Safe Communication For Medics


A doctor using his tablet

With the advent of smart phone, tablets, and texting, is it any surprise that the medical professions at have created new technology? While the spoken word can be misinterpreted, the written word is less likely to be misunderstood. However unless practiced with caution, messaging technology can run afoul of HIPAA regulations leaving the medical professionals as well as hospitals open for lawsuits.

HIPPA is an acronym for Health Information Privacy Protection Act, a unified code that was put in place to protect patient health information. Where HIPPA and SMS, short message servicing otherwise known as texting can conflict with each other is in the security of the texting application and delivery methods. In personal life, a misdirected text can be embarrassing but in the medical profession, a misdirected text can be the beginning of a lawsuit. With estimates of over a third of all texts being delivered to someone other than their intended recipient, the risk is high.

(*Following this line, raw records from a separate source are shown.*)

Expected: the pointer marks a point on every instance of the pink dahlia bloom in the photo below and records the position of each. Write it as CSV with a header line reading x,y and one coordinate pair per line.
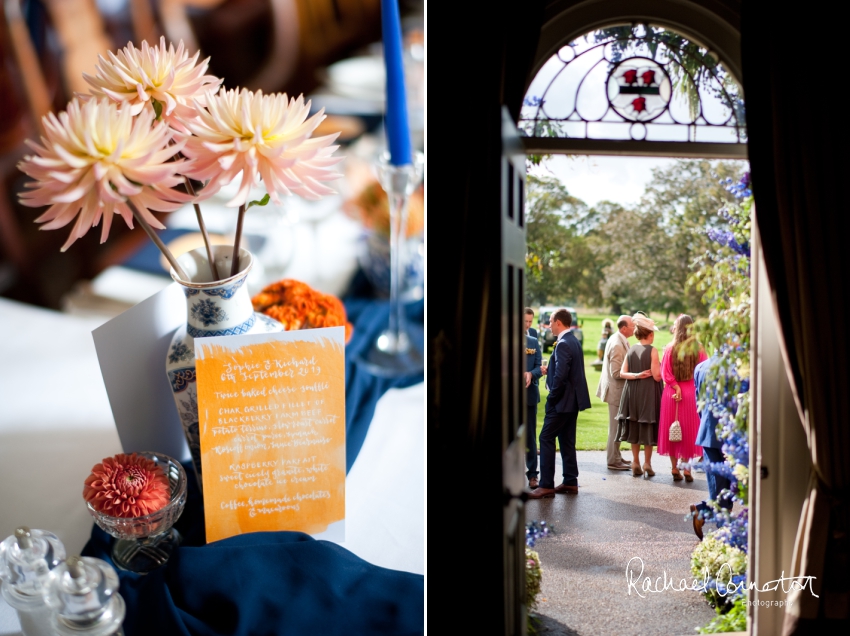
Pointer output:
x,y
127,486
92,159
137,77
259,136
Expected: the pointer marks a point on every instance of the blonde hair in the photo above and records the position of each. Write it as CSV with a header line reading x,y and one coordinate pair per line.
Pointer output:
x,y
685,353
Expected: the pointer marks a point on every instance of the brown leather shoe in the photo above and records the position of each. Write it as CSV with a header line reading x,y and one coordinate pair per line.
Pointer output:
x,y
541,493
563,489
698,521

The benefits of SMS, short message serving or texts can be myriad. SMS is an effective communication tool since it is efficient, allows information to be transmitted instantaneously and can alleviate prolonged or confusing conversation. Any health care provider can tell of the long hang time in the traditional pager/call back method that has been the only way for doctors and support staff to communicate with each other for years. The trick is gaining these benefits of texting while keeping patient information secure and protected.

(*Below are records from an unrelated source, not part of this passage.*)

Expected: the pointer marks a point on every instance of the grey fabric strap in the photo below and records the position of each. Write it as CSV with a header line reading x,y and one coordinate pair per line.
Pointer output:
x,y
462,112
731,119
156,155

Since traditional SMS is unsecured, the first order of business for hospitals as well as regulatory boards responsible for HIPPA compliance has to been to outline guideline for acceptable texting services and applications. Use of traditional texting services and applications has been banned and any healthcare provider can be fined $50,000 for a single violation and repeated violations can lead to fines of 1.5 million dollars in a single year. These fines do not cover the loss of reputation a doctor or organization can face.

While traditional texting has been banned, the regulatory body will allow texting under the following guidelines known as AS, or Administrative Simplification provisions. Under these guidelines, the four following areas are vital for compliance:
1. Secure Data Centers: patient information is stored either onsite in physical servers or offsite in virtual servers known as ‘clouds’ by healthcare organizations. In either case, this data must have a high level of security both immediate and ongoing to protect patient information from hacking.
2. Encryption: patient information must be encrypted both in transit and at rest.
3. Recipient Authentication: protocols must be in place to allow the sender to know to whom the information was sent, if they received it and when it was sent.
4. Audit Controls: For a messaging system to be AS compliant there must be methods in place to create and record an audit trail of activity.
HIPAA Compliant Messaging is possible with these precautions, allowing healthcare personnel to take advantage of the new technology while keep patient date secure.